Browse Publications Technical Papers 2011-01-2529
2011-10-18

Incremental Modeling and Validation of Space Mission Using AADLv2 2011-01-2529

The development process of space mission software has to go through numerous steps, from early dimensioning factors at system level (e.g. energy to be consumed by a system, weight of equipment) to the description of low-level software concerns (tasks period, etc.). Most of the time, mission components are taken or derived from existing projects and use well-known best practices: hardware and software concerns are designed from a set of existing components, and are usually well tested and documented. However, teams, with different technical backgrounds, and development approaches, achieve the design. This adds incidental complexity to the design of a common architecture and its verification. Consequently, even if design of new systems is close to existing ones, the recurring key challenge is to reconcile the different views built by these teams, and to ensure that all properties are preserved and validated. This calls for an integrated process that would combine modeling, refinement and incremental validation.

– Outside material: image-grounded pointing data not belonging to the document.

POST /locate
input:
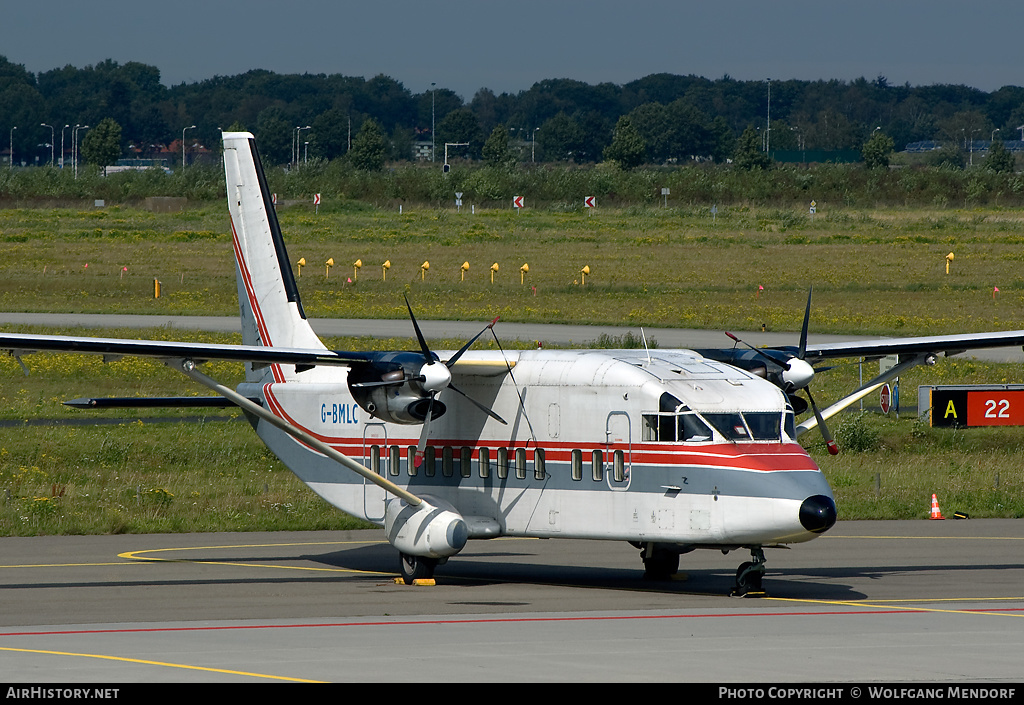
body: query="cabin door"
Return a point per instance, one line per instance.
(617, 450)
(375, 457)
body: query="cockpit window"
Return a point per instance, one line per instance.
(729, 425)
(692, 428)
(764, 425)
(685, 425)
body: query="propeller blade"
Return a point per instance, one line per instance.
(803, 330)
(825, 433)
(455, 358)
(419, 334)
(479, 406)
(780, 362)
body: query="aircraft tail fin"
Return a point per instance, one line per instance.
(268, 297)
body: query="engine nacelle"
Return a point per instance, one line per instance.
(401, 405)
(426, 530)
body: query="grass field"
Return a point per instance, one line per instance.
(873, 272)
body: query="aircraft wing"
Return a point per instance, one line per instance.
(935, 344)
(18, 343)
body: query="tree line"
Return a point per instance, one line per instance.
(657, 119)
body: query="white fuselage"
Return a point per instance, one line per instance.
(595, 447)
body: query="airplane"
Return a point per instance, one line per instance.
(670, 450)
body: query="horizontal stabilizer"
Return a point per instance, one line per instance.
(150, 403)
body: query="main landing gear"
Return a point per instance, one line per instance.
(750, 575)
(658, 563)
(417, 568)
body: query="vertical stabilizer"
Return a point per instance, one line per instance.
(268, 297)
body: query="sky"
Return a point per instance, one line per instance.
(465, 45)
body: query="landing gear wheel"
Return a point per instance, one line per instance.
(658, 563)
(417, 568)
(750, 576)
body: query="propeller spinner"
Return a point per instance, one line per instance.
(798, 374)
(425, 381)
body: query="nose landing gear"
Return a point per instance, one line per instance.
(750, 575)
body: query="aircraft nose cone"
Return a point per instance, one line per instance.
(817, 513)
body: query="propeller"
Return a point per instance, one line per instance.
(432, 377)
(798, 373)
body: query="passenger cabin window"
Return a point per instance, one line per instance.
(448, 461)
(619, 466)
(411, 461)
(539, 471)
(484, 460)
(429, 461)
(503, 463)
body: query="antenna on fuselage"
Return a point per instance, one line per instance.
(644, 337)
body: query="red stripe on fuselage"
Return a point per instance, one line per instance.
(768, 457)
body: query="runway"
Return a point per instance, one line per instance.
(909, 602)
(559, 334)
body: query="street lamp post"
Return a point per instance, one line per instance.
(60, 162)
(298, 139)
(190, 127)
(51, 140)
(74, 147)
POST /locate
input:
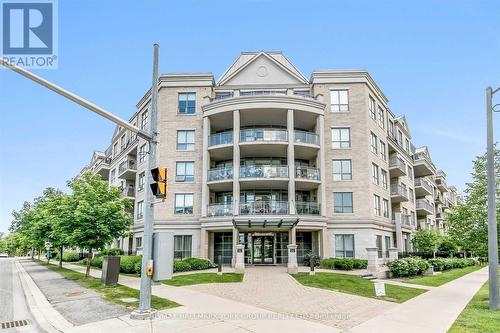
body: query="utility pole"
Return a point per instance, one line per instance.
(492, 219)
(144, 310)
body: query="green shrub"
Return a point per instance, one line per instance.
(181, 266)
(409, 266)
(114, 251)
(127, 264)
(70, 256)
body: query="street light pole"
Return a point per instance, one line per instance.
(492, 219)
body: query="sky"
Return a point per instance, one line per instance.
(432, 59)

To investigate potential approaches that would overcome these issues, the European Space Agency commissioned a study to evaluate AADLv2 modeling patterns to support such a process, and ensure consistency between each development step. This is an extension of the TASTE (see reference 8) process that tackles the implementation of systems from a well-defined architecture of the system, which is also based on AADLv2.
This paper reports the current state of our investigations. Here is an outline of our contribution:
  1. 1
    Properties have been defined to represent dimensioning factors; a root system is built to represent the mission parameters.
  2. 2
    A set of abstract functions is built from the mission requirements. These functions host the high-level view of the function blocks (name, interface, data types, etc.) and are instantiated in one system implementation that represents the high-level view of the functions to be implemented, with a specific resource budget (computing capacity, power supply, etc.).
  3. 3
    In parallel, platform integrators provide an AADL model of each of their components. These models are an abstraction of their corresponding datasheet, making visible some of their properties. These models are used to build one or several implementation candidates for the mission platform. From their properties, one can validate that the platform matches the overall mission parameters.
  4. 4
    Finally, a validation system is defined. This model maps elements from the functional design to the implementation one. This allows in-depth checking of the budget allocated to each function, but also to check for functional coverage using the REAL AADLv2 annex language.
By using only AADLv2 constructs, we can use existing tools for analysis and implementations from the TASTE toolset (Ocarina, REAL, graphical modeling tools). In the future, we contemplate extending them with specific GUIs and graphical DSL to support each step. This capability is interesting for supporting system engineers that do not want to enter into the intrinsic of MDE frameworks, should it be plain AADL or UML and its extensions.